With home prices rising nationally as quickly as they did during the peak bubble years of 2005-2006, the next housing bubble might be around the corner. To be certain, Trulia today introduced a new data source that shows just how to spot a bubble.
Trulia’s Bubble Watch incorporates the company’s Price Monitor index as well as other data sources to track whether home prices are in or nearing “bubble territory.”
“Even with recent sharp home price increases, prices are still low relative to fundamentals and are far below bubble levels,” writes Trulia’s Chief Economis Jed Kolko.
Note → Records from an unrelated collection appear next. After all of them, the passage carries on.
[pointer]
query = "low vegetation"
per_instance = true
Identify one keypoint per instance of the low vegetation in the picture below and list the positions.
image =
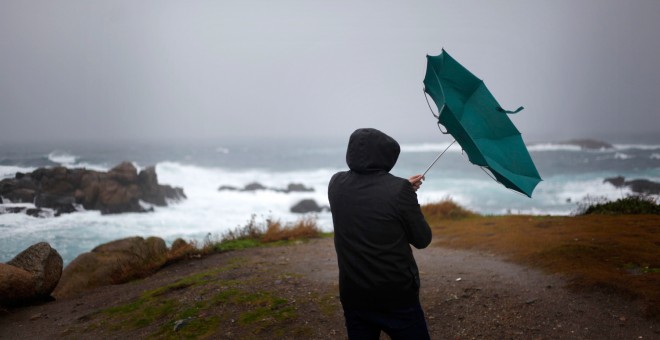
(272, 232)
(253, 234)
(609, 247)
(446, 209)
(634, 204)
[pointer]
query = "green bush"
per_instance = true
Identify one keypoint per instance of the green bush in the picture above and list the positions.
(635, 204)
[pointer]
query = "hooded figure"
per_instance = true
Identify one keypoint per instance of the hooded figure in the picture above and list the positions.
(376, 218)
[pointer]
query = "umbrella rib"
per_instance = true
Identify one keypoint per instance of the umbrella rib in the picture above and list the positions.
(436, 159)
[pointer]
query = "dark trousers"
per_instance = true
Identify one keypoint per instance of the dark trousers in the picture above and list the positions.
(400, 323)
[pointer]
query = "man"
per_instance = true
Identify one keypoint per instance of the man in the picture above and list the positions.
(376, 218)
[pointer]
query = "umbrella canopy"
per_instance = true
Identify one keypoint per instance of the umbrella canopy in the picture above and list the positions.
(473, 117)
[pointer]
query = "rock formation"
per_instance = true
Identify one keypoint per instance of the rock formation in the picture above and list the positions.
(119, 190)
(112, 263)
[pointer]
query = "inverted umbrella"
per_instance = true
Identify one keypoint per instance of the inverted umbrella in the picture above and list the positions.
(470, 113)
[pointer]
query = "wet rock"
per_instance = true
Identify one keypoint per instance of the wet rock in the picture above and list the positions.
(112, 263)
(31, 275)
(119, 190)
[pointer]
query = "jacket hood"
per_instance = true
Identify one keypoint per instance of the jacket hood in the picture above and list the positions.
(370, 150)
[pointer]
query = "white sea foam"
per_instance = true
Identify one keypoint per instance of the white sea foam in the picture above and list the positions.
(623, 156)
(62, 158)
(636, 146)
(553, 147)
(8, 171)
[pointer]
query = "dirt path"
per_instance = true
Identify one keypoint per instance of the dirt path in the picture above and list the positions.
(465, 295)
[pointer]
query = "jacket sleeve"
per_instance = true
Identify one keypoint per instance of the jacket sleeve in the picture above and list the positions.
(416, 228)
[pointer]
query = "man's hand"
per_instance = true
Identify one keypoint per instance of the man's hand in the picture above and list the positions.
(416, 181)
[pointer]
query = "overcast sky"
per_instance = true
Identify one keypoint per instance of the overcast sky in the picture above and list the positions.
(168, 70)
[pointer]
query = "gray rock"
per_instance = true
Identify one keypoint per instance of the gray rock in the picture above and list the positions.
(31, 275)
(112, 263)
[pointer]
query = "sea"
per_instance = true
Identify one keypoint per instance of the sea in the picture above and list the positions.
(571, 175)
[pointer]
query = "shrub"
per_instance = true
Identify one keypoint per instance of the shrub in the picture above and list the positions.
(254, 233)
(634, 204)
(446, 209)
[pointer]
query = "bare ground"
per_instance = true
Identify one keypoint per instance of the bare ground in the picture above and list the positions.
(466, 295)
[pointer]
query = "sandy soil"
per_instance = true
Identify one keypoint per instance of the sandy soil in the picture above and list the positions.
(465, 295)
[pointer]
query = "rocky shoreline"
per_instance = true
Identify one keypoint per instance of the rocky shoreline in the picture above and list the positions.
(62, 190)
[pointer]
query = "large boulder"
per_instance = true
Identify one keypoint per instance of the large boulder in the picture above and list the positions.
(306, 206)
(31, 275)
(16, 285)
(112, 263)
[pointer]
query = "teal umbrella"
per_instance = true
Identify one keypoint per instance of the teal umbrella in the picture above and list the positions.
(470, 113)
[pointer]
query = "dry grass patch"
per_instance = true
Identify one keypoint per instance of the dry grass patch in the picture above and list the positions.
(616, 253)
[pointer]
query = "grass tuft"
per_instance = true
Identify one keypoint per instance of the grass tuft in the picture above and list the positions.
(634, 204)
(446, 209)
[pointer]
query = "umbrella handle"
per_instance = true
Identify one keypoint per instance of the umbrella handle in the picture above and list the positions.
(437, 158)
(500, 109)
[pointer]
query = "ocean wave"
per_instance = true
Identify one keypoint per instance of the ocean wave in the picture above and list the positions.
(636, 147)
(553, 147)
(62, 158)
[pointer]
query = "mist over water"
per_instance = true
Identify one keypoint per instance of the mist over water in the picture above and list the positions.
(569, 175)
Trulia defines “fundamental value” by comparing prices today with historical prices, incomes and rents to asses whether home prices in certain areas are undervalued or overvalued.
As it turns out, home prices are 7% undervalued nationally and regionally in 91 of the 100 largest metros, according to Trulia’s Bubble Watch.
During the last decade’s bubble, prices were as high as 39% overvalued in the first quarter of 2006, then during the bust fell to 15% undervalued in the fourth quarter of 2011.
Therefore, even with home price increases, writes Kolko, home prices nationally remain undervalued and much lower than in the last bubble.
“That’s why today’s price gains are actually still a rebound, not a bubble,” writes Kolko.
Other indicators such as tight mortgage lending and construction activity also confirm that the housing market is not yet forming a new bubble.
Because housing bubbles are difficult to predict, only materializing once they have burst, the nation is safe from the next housing bubble for now, since home prices are unlikely to keep rising as fast as they are today, says Kolko.
“Whether you’re buying a home, selling a home, or setting housing policy, remember that the next housing bubble is probably just a matter of time,” he writes. “But, as Trulia’s Bubble Watch shows, that time is not now.”